Он был прав; единственное, чем заняли ваньяры девушек, так это заставили их готовить для себя ужин. После этого, стоило только кому-нибудь из воинов приблизиться к какой-нибудь из женщин с определенными намерениями, долина оглашалась воем, лошади начинали испуганно ржать и натягивать поводья.
Неудивительно, что у разбойников не хватало времени; завывания теперь раздавались очень часто и доносились со всех сторон; казалось, звери окружают лагерь. Постепенно, очень медленно вой приближался к ваньярской стоянке.
Друзья спрятались на склоне холма, как можно ближе к лагерю. Йокот удовлетворенно кивнул:
— Среди них нет шамана, иначе он бы уже обнаружил мою работу.

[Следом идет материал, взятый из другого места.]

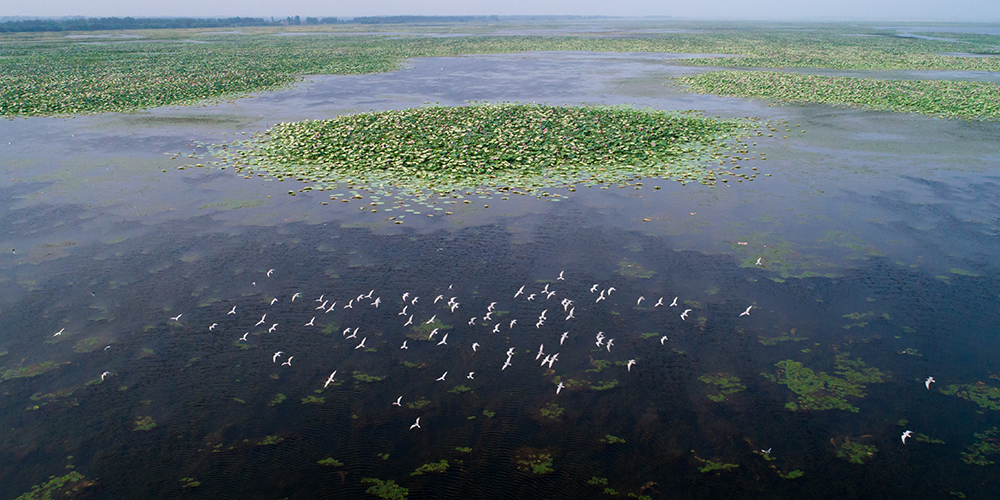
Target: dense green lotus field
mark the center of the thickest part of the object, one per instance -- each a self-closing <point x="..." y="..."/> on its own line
<point x="53" y="75"/>
<point x="520" y="147"/>
<point x="942" y="98"/>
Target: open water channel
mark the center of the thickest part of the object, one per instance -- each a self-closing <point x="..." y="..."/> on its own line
<point x="866" y="250"/>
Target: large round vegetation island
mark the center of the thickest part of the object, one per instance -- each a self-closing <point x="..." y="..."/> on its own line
<point x="440" y="150"/>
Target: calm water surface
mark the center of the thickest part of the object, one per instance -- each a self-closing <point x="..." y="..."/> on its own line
<point x="877" y="240"/>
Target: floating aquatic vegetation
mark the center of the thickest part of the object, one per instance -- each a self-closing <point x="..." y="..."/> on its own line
<point x="509" y="148"/>
<point x="605" y="385"/>
<point x="985" y="396"/>
<point x="362" y="377"/>
<point x="821" y="391"/>
<point x="441" y="466"/>
<point x="60" y="396"/>
<point x="725" y="384"/>
<point x="144" y="424"/>
<point x="88" y="344"/>
<point x="189" y="482"/>
<point x="987" y="443"/>
<point x="266" y="441"/>
<point x="418" y="404"/>
<point x="388" y="489"/>
<point x="855" y="452"/>
<point x="716" y="468"/>
<point x="856" y="316"/>
<point x="785" y="337"/>
<point x="533" y="461"/>
<point x="67" y="486"/>
<point x="552" y="411"/>
<point x="942" y="98"/>
<point x="29" y="371"/>
<point x="633" y="270"/>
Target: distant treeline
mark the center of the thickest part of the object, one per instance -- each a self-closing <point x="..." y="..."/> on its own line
<point x="421" y="19"/>
<point x="131" y="23"/>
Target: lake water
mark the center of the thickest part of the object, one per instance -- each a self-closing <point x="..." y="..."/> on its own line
<point x="876" y="236"/>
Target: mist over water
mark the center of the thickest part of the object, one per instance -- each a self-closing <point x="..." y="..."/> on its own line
<point x="876" y="234"/>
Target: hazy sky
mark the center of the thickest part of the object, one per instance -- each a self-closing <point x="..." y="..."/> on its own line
<point x="921" y="10"/>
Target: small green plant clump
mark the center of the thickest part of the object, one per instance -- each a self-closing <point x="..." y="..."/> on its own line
<point x="29" y="371"/>
<point x="189" y="482"/>
<point x="441" y="149"/>
<point x="821" y="391"/>
<point x="985" y="396"/>
<point x="56" y="487"/>
<point x="987" y="443"/>
<point x="144" y="424"/>
<point x="441" y="466"/>
<point x="387" y="490"/>
<point x="942" y="98"/>
<point x="266" y="441"/>
<point x="726" y="385"/>
<point x="552" y="411"/>
<point x="716" y="468"/>
<point x="855" y="452"/>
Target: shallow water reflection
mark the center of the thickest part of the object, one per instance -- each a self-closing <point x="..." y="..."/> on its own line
<point x="877" y="240"/>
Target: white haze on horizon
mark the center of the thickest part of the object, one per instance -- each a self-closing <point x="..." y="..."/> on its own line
<point x="774" y="10"/>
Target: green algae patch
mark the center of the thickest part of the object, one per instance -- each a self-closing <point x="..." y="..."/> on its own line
<point x="533" y="461"/>
<point x="89" y="344"/>
<point x="716" y="468"/>
<point x="785" y="337"/>
<point x="67" y="486"/>
<point x="552" y="411"/>
<point x="633" y="270"/>
<point x="266" y="441"/>
<point x="942" y="98"/>
<point x="60" y="397"/>
<point x="144" y="424"/>
<point x="983" y="395"/>
<point x="822" y="391"/>
<point x="725" y="385"/>
<point x="30" y="370"/>
<point x="441" y="466"/>
<point x="189" y="482"/>
<point x="856" y="453"/>
<point x="387" y="490"/>
<point x="362" y="377"/>
<point x="987" y="443"/>
<point x="439" y="149"/>
<point x="418" y="404"/>
<point x="794" y="474"/>
<point x="605" y="385"/>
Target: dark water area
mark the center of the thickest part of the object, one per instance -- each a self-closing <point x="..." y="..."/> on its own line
<point x="875" y="238"/>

Самый рослый ваньяр подошел к огню, запрокинул голову и вознес руки к небу. Он начал петь, и, хоть друзья не могли понять всего, слово «Боленкар» было отчетливо произнесено несколько раз.
— Что он делает, Йокот? — встревоженно спросила Китишейн.
— Молится, — немного напряженно ответил гном, — но он не шаман.
Йокот произнес несколько слов на шаманском языке, сопровождая их жестами, потом кивнул:
— Молитвой он немного увеличил злую силу: Боленкар, наверное, дал этим варварам амулеты, способные призывать его могущество, но мне это никак не помешает. Хотя придаст кое-какую отвагу их воинам.
— Стало быть, мы сможем отнять у них еще и это, — оскалилась Китишейн. — Когда, Йокот?
— Когда лошади убегут.
— Лошади убегут? — Она удивленно посмотрела на него. — Когда они это сделают?
— Очень скоро. — Шаман снова принялся рисовать на земле. — Луа и Китишейн, обходите сбоку, приготовьте луки. Воин, будь готов биться насмерть!
Кьюлаэра достал Коротровир и почувствовал, как сила меча запела в его жилах.
Йокот пропел заклинание, закончив его лаем. Вокруг варваров поднялся жуткий, алчный вой, звуки двинулись к лагерю, все скорее и скорее.
И вот те, кто выл, выскочили из кустов, испуская зловещий свет.